Doctor's offices and hospitals will reschedule delayed procedures and even operate on weekends to recapture as much revenue as possible before they're likely to consider taking on more risk.
"Even if you're not in the hotspots, you are preparing right now. This puts on hold a lot of the initiatives that have been on the value-based side of things," Jefferies senior healthcare analyst Brian Tanquilut told Healthcare Blog. "I don't think the value-based discussion goes away, but I think it will take a recovery of the hospital system before it can go there."
Pleas for loss waivers
The National Association of ACOs told CMS in mid-March that ACOs in Medicare's flagship ACO program the Shared Savings Program, along with other shared risk models like the Next Generation ACO model and the upcoming Direct Contracting initiative, could face losses beyond their control because of the pandemic.
CMS did pause some reporting requirements for value-based initiatives late last month. The agency pushed back the deadline for groups participating in the Medicare ACO program, Merit-based Incentive Payment System and the Hospital Readmissions Reduction Program to report quality data, or waived reporting entirely for the fourth quarter of 2019. The relaxation was framed as a way to help value-based organizations free up time and resources amid the pandemic.
But provider groups including NAACOS and the American Hospital Association have lobbied aggressively for the Trump administration to forgive all ACO losses for 2020. CMS is reviewing their request.
But all normal rules have gone out the window, experts say, and it's almost impossible to move the needle toward value in the future when providers are facing a tsunami of patients now.
"This is not about managing a population. This is about doing everything you can to keep these people alive," Dean Ungar, vice president of Moody's Investors Service, told Healthcare Blog. "Coronavirus is really a five-alarm fire. But if your building's on fire, that doesn't really tell you how to maintain your business in normal circumstances."
Silver lining?
Some, however, are more optimistic that the unique financial challenges brought on by the pandemic highlight the problems with the traditional fee-for-service model and could even nudge providers toward value-based arrangements down the line.
"If all of your revenue is based on patients walking in the door, when they can't walk in the door anymore, you're kind of up the creek without a paddle," Dan Bowles, SVP of growth and network operations at accountable care organization Aledade told Healthcare Blog. "You need to find a way to create non-visit-based revenue."
Some hope the pandemic could help the value-based movement in the long term as practices look for ways to uncouple revenue from patient volume. And, as medical costs continue to rise, accounting for 19% of the country's GDP, any pause in the shift to value-based care due to the coronavirus is likely to be a short detour, not a complete derailment.

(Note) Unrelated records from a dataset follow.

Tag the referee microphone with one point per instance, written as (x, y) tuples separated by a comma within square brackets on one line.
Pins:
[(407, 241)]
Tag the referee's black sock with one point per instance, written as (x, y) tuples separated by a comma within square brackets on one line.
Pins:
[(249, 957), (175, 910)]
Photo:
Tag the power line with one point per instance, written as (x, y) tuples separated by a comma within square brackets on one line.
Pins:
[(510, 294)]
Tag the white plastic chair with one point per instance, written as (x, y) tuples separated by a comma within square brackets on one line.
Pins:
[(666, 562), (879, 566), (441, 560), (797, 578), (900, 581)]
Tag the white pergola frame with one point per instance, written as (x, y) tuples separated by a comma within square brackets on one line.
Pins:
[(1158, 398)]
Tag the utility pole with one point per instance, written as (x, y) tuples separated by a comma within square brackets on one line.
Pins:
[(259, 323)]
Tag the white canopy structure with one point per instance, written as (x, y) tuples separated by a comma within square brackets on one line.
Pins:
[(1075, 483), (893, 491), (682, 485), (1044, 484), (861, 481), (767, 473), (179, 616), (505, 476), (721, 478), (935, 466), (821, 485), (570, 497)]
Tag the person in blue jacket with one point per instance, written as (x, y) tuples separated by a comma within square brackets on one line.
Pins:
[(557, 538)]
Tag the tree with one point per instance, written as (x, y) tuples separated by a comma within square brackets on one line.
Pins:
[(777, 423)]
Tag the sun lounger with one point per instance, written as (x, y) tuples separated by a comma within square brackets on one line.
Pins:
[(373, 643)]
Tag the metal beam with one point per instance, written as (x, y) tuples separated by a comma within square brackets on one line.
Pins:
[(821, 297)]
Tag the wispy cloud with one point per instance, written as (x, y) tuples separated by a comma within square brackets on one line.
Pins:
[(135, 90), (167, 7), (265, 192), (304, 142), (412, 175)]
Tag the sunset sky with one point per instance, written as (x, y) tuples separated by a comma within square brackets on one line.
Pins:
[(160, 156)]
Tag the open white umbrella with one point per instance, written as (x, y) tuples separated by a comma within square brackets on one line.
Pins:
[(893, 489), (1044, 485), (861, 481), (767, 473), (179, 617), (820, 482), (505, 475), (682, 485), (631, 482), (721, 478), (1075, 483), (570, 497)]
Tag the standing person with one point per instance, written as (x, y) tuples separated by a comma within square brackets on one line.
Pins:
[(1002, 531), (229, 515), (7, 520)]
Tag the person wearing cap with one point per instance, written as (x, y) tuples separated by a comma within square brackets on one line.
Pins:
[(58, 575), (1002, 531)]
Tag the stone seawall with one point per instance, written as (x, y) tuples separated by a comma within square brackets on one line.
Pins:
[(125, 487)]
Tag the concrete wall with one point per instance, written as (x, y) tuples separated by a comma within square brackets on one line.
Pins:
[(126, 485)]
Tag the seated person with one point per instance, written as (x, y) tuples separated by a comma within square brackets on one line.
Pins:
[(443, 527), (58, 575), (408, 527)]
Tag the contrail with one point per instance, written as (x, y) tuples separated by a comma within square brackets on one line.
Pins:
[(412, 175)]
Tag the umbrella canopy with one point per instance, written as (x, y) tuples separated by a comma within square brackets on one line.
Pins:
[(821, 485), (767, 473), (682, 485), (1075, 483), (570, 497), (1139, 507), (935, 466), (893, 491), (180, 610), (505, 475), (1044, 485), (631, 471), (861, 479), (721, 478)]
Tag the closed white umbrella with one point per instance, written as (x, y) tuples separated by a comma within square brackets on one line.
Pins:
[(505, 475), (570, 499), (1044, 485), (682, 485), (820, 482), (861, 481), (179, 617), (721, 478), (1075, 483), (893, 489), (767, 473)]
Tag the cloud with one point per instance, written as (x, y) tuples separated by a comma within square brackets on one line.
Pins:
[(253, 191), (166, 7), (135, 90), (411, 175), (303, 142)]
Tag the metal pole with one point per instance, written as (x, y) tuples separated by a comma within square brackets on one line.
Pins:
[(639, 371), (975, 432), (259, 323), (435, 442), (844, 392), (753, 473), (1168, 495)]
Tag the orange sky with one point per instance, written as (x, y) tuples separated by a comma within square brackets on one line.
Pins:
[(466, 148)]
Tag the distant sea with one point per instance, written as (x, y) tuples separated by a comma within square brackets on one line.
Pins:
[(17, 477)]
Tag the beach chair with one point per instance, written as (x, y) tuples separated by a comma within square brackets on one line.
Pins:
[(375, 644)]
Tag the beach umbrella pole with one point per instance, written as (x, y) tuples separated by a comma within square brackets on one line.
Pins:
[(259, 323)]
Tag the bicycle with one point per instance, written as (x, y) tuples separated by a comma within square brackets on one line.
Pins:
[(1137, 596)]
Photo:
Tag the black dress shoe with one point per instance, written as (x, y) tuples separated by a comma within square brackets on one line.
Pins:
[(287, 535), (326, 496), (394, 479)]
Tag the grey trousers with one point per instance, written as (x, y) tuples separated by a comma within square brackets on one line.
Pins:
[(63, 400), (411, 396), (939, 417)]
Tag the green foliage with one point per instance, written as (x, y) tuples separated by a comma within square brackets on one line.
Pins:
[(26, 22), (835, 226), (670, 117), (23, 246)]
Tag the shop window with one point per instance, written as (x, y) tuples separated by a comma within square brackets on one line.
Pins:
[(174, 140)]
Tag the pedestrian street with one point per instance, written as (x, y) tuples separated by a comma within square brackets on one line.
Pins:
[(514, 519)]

"Maybe some providers are going to see it in a different light when their business kind of dries up — see that there's a benefit to it," Ungar said. "Ultimately, it's a trend of where things are going, but it's a big ship and it's moving slowly."
And value-based care arrangements were built predominantly for the populations being hit hardest by the coronavirus: those with serious underlying medical conditions like chronic lung disease or severe obesity.
If those vulnerable patients were being treated in value-based arrangements, it's possible more COVID-19 cases could have been caught earlier before they became life-threatening, Moody's analyst Stefan Kahandaliyanage told Healthcare Blog. That could renew industry's focus on managing the health of those most at-risk from novel infectious diseases in the future.
"Costs are very high and there's been a pandemic," Kahandaliyanage said. "Let's get more healthy before the next pandemic comes."